If the Argentina captain can propel his country to glory, on enemy soil, it will be hard pressed to argue against the inevitable proclamations that the diminutive genius is the greatest footballer of all time. However, even if Argentina fall short, Messi’s place among the pantheon of the game’s greats has long been assured. The next two months will go some way to defining Messi career, but it will not be the definitive estimate of his career.
Messi’s Atletico Madrid rival, striker Diego Costa, is, however, facing the prospect of a career defining period. It would be foolish to suggest the striker can, or ever will be able to put himself on par with Messi. However, Costa has a unique opportunity to capture the game’s greatest prizes and thus secure his standing as a peak operator.
The striker has had a stunning season, scoring 36 goals in 50 appearances and driving his club to an historic league title and Champion’s League final. A reoccurrence of a niggling hamstring injury prevented Costa from pushing his team over the line in last night’s La Liga decider against Barcelona. The striker went from been visibly distraught to elation upon his side capturing the unlikely title.
However, with part one of the double complete, Costa’s prime focus will be on a swift return for Saturday’s Champions League final against city rivals Real Madrid. In what may prove to be a tight encounter, Costa’s power and proficiency could be the decisive factor, as it was when the two sides met last September. The striker scored the only goal as Atletico won at the Bernabéu for first time in the league for 34 years, spoiling Gareth Bale’s debut and upstaging Cristiano Ronaldo.
Regardless of whether Costa can return for the culmination of Atletico’s improbable season, his power, intensity and proficiency have embodied the qualities of Diego Simeone’s side. Costa is reported to be on the verge of a €40 million move to Chelsea, and, if so, the Champion’s League final will be a fitting end to his time with Atletico. Saturday’s final, and next month’s world cup, could mark the beginning of the next stage of Costa’s career.
‘Costa is not Spanish’ chanted the Real Madrid fans as their team lost last year to their great rivals. And while the striker may not be Spanish in their eyes, he holds a Spanish Passport and within five months he would make his debut for the World and European Champions. Costa had made just two friendly appearances for his native country and was not included in Luiz Felipe Scolari’s squad for last year’s Confederation Cup, despite Brazil’s relative lack of quality centre-forwards. As he had not appeared in a competitive game, Costa was free to choose which country to represent.
When Brazil came calling again last autumn it was too late. ‘When I heard there was interest from Spain I began to imagine things, to think: ‘Why not?’ the striker said in March, in an interview with Spanish-based journalist Sid Lowe. ‘It was a privilege that the world champions want you, a privilege to be able to help the great players they have. I felt very important. I valued it a lot’. Therein lays the basis of Costa’s decision. Whereas he felt undervalued by Brazil, when he was just a promising striker, Spain’s interest reflected his new status and Costa’s decision represented his new-found place at the cusp of the game’s elite players. He chose perceived loyalty and estimation of his personal value over national allegiance, or the emotional pull of potentially winning the World Cup in the country of his birth.

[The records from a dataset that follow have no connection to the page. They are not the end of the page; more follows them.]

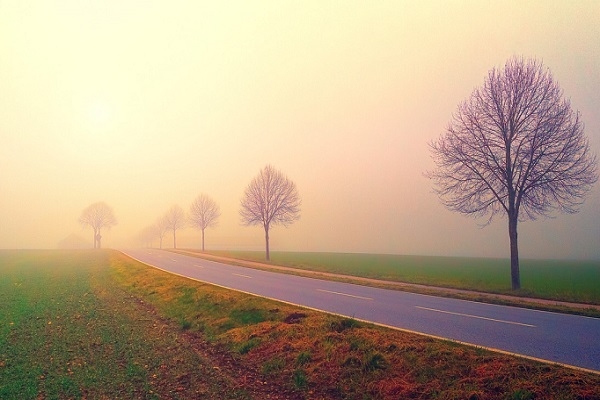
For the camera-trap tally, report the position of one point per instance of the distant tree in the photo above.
(514, 148)
(175, 219)
(161, 227)
(98, 216)
(204, 213)
(270, 199)
(147, 236)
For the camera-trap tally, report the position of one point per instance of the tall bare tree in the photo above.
(204, 213)
(514, 148)
(175, 219)
(98, 216)
(270, 199)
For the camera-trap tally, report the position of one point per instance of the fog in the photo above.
(146, 104)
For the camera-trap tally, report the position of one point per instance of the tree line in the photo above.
(514, 148)
(270, 199)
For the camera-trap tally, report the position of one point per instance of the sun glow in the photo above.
(99, 113)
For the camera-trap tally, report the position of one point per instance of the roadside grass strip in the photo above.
(560, 280)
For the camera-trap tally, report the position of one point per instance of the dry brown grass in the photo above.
(307, 354)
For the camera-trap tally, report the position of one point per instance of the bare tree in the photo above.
(175, 219)
(514, 148)
(204, 213)
(270, 199)
(147, 235)
(98, 216)
(161, 227)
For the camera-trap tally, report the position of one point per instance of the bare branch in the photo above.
(270, 199)
(514, 148)
(98, 216)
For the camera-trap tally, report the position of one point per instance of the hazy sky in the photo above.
(146, 104)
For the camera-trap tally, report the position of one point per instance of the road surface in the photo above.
(561, 338)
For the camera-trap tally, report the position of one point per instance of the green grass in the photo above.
(67, 331)
(98, 325)
(564, 280)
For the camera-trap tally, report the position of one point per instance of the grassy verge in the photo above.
(68, 332)
(99, 325)
(560, 280)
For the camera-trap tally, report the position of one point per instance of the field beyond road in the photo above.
(96, 324)
(561, 280)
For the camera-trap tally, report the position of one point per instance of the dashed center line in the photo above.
(345, 294)
(476, 316)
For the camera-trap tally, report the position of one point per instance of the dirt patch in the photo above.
(294, 318)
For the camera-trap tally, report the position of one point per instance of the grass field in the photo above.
(564, 280)
(98, 325)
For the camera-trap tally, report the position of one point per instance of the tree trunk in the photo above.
(514, 252)
(267, 243)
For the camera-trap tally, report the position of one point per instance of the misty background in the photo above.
(146, 104)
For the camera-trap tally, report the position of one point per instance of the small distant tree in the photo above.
(147, 236)
(175, 219)
(204, 213)
(514, 148)
(270, 199)
(98, 216)
(161, 227)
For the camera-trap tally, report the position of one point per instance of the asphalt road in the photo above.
(554, 337)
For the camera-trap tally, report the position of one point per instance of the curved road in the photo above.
(554, 337)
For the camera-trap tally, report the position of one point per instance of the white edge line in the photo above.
(476, 316)
(345, 294)
(495, 350)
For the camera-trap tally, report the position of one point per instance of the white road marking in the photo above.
(476, 316)
(345, 294)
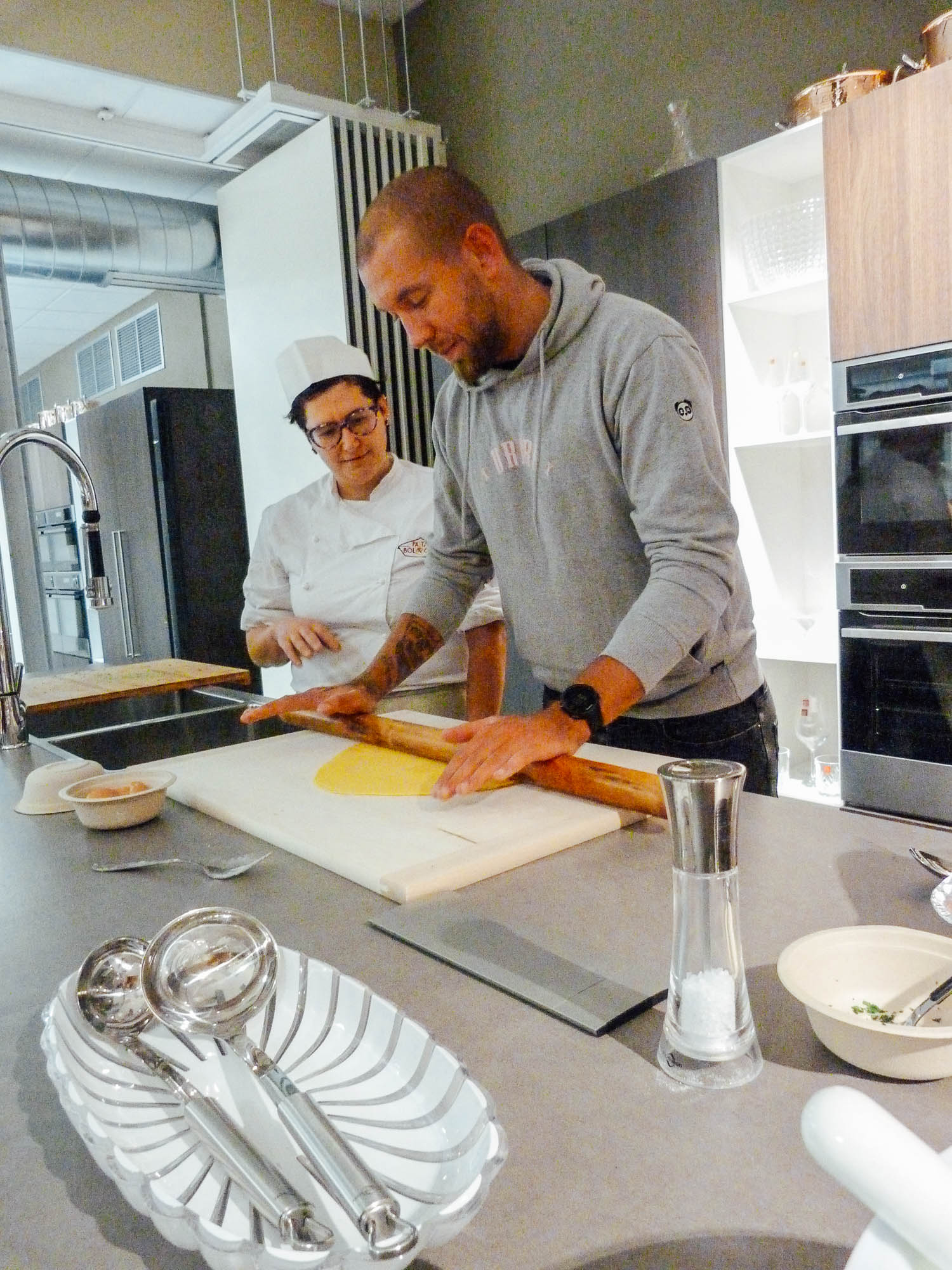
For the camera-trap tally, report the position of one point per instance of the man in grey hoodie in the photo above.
(577, 454)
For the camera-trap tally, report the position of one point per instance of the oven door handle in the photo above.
(920, 421)
(913, 637)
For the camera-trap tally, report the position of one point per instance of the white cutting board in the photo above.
(402, 848)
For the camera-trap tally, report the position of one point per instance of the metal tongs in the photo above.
(935, 999)
(110, 998)
(209, 972)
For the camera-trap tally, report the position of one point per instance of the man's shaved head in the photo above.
(437, 204)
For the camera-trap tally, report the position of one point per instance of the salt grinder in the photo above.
(709, 1036)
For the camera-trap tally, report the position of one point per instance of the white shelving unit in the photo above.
(783, 481)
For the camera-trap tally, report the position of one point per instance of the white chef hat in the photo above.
(323, 358)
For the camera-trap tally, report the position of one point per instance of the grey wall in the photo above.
(550, 106)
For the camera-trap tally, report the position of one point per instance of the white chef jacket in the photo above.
(352, 565)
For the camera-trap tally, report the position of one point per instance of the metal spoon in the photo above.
(220, 869)
(935, 864)
(111, 999)
(209, 972)
(935, 998)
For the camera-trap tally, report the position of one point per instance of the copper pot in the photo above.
(937, 45)
(837, 91)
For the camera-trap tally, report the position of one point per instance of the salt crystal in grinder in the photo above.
(709, 1038)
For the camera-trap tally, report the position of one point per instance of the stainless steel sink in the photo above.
(145, 730)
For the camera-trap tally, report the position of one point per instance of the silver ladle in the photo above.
(111, 999)
(209, 972)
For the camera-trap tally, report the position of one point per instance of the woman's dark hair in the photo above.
(371, 389)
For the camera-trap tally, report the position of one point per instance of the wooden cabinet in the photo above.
(888, 161)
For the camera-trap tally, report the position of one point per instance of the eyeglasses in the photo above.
(361, 424)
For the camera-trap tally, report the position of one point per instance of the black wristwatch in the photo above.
(582, 702)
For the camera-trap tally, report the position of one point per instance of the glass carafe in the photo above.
(709, 1037)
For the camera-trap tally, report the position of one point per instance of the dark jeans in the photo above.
(746, 733)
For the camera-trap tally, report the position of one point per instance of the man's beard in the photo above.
(488, 344)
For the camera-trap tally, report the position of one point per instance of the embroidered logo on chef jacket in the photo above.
(416, 547)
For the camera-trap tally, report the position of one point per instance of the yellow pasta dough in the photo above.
(373, 770)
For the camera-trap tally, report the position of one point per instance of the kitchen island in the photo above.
(611, 1165)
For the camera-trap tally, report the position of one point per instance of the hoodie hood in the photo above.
(574, 295)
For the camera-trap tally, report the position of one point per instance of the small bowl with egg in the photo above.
(860, 982)
(115, 801)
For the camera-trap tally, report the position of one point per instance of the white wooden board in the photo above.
(402, 848)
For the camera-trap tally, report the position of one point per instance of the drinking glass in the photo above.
(812, 732)
(827, 775)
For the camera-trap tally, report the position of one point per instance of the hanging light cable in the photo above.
(343, 55)
(409, 114)
(367, 101)
(271, 30)
(243, 92)
(384, 46)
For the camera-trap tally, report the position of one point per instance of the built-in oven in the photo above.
(893, 429)
(64, 589)
(896, 676)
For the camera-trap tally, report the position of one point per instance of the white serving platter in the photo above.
(406, 1104)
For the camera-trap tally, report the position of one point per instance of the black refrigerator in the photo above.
(167, 468)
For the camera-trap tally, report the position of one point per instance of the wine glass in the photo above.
(775, 389)
(799, 383)
(812, 731)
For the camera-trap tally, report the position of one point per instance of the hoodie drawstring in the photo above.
(538, 440)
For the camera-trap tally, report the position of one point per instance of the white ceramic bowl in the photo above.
(44, 784)
(892, 967)
(115, 801)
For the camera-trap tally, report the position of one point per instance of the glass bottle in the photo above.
(682, 147)
(709, 1037)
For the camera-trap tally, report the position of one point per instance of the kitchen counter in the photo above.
(611, 1165)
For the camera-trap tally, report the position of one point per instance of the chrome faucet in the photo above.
(13, 713)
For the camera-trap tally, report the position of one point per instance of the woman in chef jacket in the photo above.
(334, 565)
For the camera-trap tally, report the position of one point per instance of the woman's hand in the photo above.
(342, 699)
(290, 639)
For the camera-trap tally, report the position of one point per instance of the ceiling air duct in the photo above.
(55, 229)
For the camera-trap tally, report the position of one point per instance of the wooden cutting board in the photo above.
(400, 848)
(135, 680)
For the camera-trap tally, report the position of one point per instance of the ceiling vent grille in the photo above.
(95, 366)
(140, 345)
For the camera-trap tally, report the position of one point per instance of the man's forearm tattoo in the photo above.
(412, 643)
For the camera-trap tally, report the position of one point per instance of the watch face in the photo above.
(582, 702)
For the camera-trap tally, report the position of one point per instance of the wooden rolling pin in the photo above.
(602, 783)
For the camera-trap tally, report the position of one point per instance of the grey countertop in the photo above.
(611, 1165)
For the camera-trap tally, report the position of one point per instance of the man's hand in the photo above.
(343, 699)
(498, 747)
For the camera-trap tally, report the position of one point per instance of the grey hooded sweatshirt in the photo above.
(591, 479)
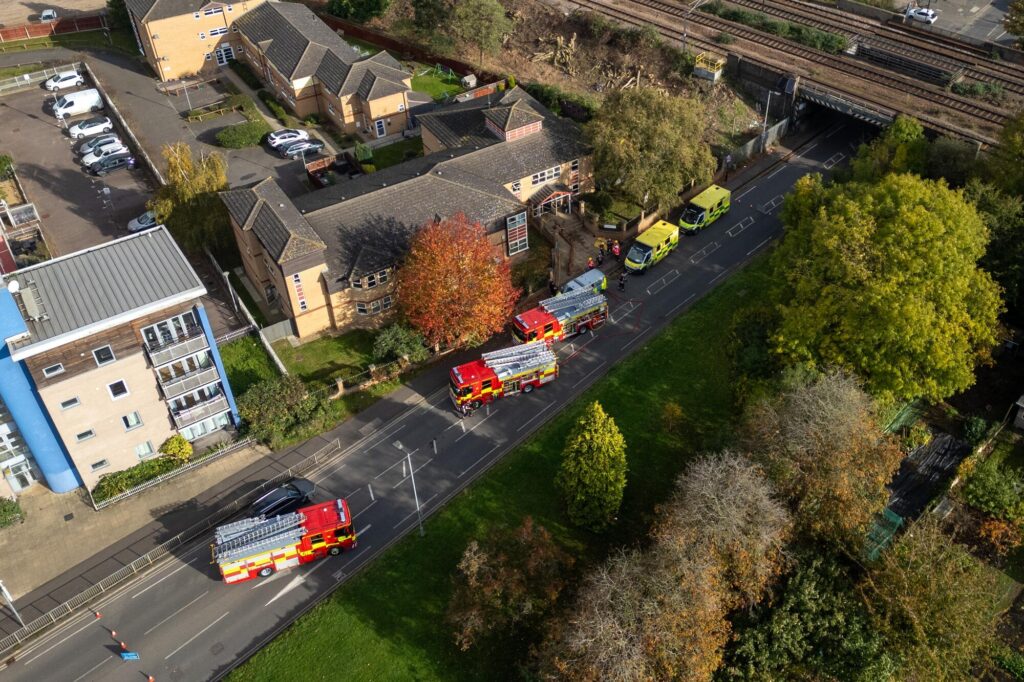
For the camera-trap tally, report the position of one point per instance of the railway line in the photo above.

It was a bold statement and one which irked Scolari, who said ‘He is turning his back on a dream of millions, to represent our national team, the five-time champions in a World Cup in Brazil’. The Brazil manager is clearly bullish about Costa’s defection to their key rivals. Yet one can only imagine Big Phil,when he announced his squad with just two centre-forwards, was left wondering what might have been. Costa, with his incisive movement, powerful running and clinical finishing, would have been the ideal focal point of his attack. And perfect foil for Brazilian golden boy Neymar.
Indeed, it is telling that Chelsea, the club team that perhaps most closely resemble Brazil, see Costa as the missing piece in their side. Both Chelsea and Brazil are built on a solid defence with an industrious midfield. At their best they are both direct, fast and hard pressing, with a sprinkling of individual flair, with Belgium’s Eden Hazard being Chelsea’s equivalent of Neymar. On July 14th, the day after the World Cup final, will Scolari, as his Chelsea counterpart José Mourinho has done all season, be ruing the absence of a world class centre-forward?
Costa himself was largely anonymous during his adopted country’s friendly win over Italy in March and, until the World Cup begins, it is unclear exactly how the striker fits into Spain’s tiki-taka system. However, even if it is by virtue of denying their main rivals of his quality, Spain is set to profit from Brazil’s loss as Costa could prove the tournament’s decisive figure.
From international cast-off and second choice Atletico striker, to a Spanish, and potential, European and World champion, in less than a year. Costa is on the cusp of the game’s greatest prizes, and cementing his place on football’s elite stage.